Trans people taking hormone drugs ‘seven times more likely to have a stroke’
Those taking hormonal treatments while transitioning also more likely to suffer heart and lung problems, says study
Blood clots etc.
Menopausal women who take HRT also face higher risks – as do those on the pill often enough.
OK.
The bit that interests me is is this equal? Does testosterone have the same effect as estrogen? Or rather, does testosterone on a female gene set have the same effect as estrogen on a male gene set? Or even, does estrogen on a male gene set lead to the same risks as that extra HRT on a female gene set? The report says both have been looked at but doesn’t mention a difference.
It’s the difference that would be interesting. That dosing on hormones has its problems shouldn’t be a surprise, dosing on anything has its problems. But are these problems equal?
There’s a 3.5% chance of having a stroke or heart attack after having a tooth extraction. How does that compare?
(Not having an infected tooth removed triples the chance of a stroke, but I haven’t been able to find the background figure that is tripled.)
The article, as I read it in the Daily Mail, says ‘especially in women’. It goes on to say that women who took the oral treatment were at a 58 percent increased risk of developing potentially deadly blood clotting.
Must admit I was most entertained by some detransitioned woman suing the eight healthcare workers who helped her transition into a man.
Hormone therapy in general seems to be very bad for the human body. Acne, high blood pressure and insomnia are common symptoms among girls injecting T.
They usually look like Dobby the House Elf after a couple of years.
From what I’ve read T has much quicker effects than E. No idea if the side effects are higher risk, but from the speed difference that would be the way to bet.
A stroke of what?
As always there appears to be no link and as it’s become de rigeur to go to the papers with these things before they are published in something approximating an academic journal, I can’t be bothered to look for the paper that might not even be out yet.
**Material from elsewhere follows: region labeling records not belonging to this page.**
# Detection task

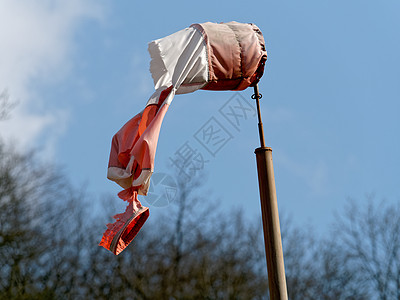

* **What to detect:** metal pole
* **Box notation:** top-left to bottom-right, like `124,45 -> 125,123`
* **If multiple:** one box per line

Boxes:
252,85 -> 288,300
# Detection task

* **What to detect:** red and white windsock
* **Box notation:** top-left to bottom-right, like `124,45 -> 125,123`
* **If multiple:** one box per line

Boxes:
100,22 -> 267,255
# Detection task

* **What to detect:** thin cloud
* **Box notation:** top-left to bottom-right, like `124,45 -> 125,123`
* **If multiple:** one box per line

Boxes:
0,0 -> 103,155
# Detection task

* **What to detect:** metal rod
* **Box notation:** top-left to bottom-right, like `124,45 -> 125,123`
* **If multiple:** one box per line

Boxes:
252,86 -> 288,300
252,84 -> 265,148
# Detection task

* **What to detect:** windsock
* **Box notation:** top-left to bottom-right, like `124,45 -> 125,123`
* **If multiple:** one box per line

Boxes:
100,22 -> 267,255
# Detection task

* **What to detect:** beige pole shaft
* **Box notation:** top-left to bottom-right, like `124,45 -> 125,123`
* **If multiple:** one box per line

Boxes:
253,85 -> 288,300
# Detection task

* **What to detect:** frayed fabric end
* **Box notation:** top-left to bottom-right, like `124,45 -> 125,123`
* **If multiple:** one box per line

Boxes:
99,188 -> 149,255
But, no, it’s an estrogen thing, not especially a testosterone one.
Also, 1675 presumably young-skewed group observed over probably very short time is surely not going to provide enough person-years to see much different in major cardiovascular events.
There’s a 3.5% chance of having a stroke or heart attack after having a tooth extraction. How does that compare?
Rilly? 1 in 30 extractions are followed by stroke or heart attack?? Surely we would have noticed? Or does it mean a 3.5% increased risk?